It is this kind of playful interweaving of multifaceted detail which makes for the book's charm. But for me, finally, it was the birds which held me most in thrall. I found I was skipping through the human encounters to get back to the fascinating information about migration. For example: 'In the 1950s the German ornithologist Franz Sauer suggested that birds might refer to the stars to determine their migratory direction.' Another ornithologist studying buntings placed them in circular cages so that only the sky was visible to their eyes. He learned that 'a bunting in a migratory condition -' (I liked that - was Odysseus in a 'migratory condition'? I wondered) '- stands in one place or turns slowly in a circle, its bill tilted upward and its wings partly spread and quivering rapidly..' This ornithologist cunningly inked the birds' feet and placed blotting paper in their cages. Alas, they didn't write 'The Odyssey' but their inky footprints revealed that in the autumn they hopped south, while in spring the Bunting tendency was to hop north - the conclusion being that, in the absence of alternative information, they must take their migratory data from the night sky.
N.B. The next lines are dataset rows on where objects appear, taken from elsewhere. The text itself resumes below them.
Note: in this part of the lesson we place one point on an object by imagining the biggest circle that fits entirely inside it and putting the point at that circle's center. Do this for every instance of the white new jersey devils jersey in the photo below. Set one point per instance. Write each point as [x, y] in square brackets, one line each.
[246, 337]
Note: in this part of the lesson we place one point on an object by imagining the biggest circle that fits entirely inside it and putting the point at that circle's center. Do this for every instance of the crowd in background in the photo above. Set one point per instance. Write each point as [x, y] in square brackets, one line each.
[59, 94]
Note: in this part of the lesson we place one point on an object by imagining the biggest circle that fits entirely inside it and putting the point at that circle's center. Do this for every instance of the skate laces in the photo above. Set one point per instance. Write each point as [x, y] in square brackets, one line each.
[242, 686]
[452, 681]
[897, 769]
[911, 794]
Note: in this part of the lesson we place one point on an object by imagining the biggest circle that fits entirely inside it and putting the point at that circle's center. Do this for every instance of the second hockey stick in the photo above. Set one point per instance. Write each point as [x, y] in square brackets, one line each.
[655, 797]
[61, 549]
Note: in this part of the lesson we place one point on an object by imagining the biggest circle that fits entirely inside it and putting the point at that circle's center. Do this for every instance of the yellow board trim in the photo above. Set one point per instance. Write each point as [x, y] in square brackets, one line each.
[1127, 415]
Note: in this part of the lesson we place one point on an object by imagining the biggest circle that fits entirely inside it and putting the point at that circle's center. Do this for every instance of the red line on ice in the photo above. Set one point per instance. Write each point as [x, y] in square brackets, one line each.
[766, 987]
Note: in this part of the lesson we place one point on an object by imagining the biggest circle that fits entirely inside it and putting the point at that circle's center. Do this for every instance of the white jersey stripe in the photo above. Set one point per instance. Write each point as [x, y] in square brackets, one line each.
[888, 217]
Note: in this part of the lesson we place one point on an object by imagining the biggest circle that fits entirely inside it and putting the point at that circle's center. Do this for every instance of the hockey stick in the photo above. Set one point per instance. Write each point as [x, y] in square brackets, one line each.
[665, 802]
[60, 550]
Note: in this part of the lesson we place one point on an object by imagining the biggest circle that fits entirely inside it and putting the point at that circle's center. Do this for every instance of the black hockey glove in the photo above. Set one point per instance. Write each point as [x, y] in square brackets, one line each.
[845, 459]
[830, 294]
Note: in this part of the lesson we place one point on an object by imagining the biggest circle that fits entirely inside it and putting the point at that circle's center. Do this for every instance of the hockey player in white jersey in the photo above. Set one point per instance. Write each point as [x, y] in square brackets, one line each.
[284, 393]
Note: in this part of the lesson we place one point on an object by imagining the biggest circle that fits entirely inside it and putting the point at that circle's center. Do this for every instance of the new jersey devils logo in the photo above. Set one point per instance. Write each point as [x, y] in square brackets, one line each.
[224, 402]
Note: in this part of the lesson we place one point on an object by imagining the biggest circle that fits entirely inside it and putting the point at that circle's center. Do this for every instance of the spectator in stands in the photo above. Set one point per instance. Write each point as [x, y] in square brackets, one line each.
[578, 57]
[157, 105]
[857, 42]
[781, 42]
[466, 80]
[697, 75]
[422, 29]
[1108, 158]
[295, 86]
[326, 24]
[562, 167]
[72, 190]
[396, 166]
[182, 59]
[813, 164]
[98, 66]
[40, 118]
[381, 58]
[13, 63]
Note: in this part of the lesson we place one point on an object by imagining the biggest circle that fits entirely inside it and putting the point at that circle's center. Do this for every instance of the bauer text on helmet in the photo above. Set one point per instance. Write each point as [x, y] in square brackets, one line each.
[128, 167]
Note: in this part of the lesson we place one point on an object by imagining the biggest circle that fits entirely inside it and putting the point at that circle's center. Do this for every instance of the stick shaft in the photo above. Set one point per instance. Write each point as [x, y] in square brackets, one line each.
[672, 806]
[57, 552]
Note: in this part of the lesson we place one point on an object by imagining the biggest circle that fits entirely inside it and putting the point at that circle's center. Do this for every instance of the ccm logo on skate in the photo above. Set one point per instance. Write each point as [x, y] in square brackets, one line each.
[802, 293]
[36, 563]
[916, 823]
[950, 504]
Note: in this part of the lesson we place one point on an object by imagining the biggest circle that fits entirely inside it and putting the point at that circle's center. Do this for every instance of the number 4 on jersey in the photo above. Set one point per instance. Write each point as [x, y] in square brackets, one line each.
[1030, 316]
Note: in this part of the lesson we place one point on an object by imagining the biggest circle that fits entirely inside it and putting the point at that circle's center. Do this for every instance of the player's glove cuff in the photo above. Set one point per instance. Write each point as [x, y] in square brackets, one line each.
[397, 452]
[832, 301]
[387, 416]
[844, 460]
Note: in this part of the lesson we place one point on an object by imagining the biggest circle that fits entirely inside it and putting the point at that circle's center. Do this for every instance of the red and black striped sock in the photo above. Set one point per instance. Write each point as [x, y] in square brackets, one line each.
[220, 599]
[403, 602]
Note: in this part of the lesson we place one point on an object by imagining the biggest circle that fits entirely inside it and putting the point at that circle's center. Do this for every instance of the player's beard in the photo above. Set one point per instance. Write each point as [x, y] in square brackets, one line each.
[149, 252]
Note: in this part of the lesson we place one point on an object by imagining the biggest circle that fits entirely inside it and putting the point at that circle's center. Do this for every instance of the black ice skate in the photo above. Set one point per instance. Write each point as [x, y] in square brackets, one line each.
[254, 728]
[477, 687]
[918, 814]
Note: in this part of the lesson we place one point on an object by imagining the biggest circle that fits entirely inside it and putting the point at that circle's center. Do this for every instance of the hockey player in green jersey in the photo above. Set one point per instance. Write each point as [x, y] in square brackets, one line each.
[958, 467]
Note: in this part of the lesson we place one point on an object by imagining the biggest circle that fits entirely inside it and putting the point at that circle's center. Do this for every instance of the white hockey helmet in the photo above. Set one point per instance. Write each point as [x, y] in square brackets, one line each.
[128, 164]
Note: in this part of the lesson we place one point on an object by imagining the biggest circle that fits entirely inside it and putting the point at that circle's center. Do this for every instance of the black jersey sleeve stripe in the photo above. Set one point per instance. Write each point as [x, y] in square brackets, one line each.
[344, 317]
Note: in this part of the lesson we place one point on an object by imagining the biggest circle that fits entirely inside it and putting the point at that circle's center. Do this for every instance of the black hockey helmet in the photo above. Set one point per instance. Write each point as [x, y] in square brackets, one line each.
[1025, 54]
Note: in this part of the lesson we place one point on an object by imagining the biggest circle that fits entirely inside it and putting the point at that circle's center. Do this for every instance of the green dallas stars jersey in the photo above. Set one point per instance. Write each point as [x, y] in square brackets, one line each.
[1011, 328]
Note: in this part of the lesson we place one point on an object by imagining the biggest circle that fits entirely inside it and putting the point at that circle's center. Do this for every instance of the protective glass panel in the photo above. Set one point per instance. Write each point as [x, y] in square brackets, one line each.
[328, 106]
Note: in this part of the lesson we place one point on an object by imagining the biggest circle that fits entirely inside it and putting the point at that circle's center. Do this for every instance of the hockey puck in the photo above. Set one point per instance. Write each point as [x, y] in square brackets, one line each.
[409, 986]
Hurrah for the buntings and the snow geese and their brilliant untutored navigation skills; hurrah for the ornithologists who study them simply because they are there and make up part of one of life's still-to-be-solved (and let us be glad of this too) mysteries; hurrah for people like William Fiennes who follow their fascinations simply because they are fascinated by them and not for thought of any tangible profit thereby. I hope he makes a tidy sum with this book, though - he deserves to.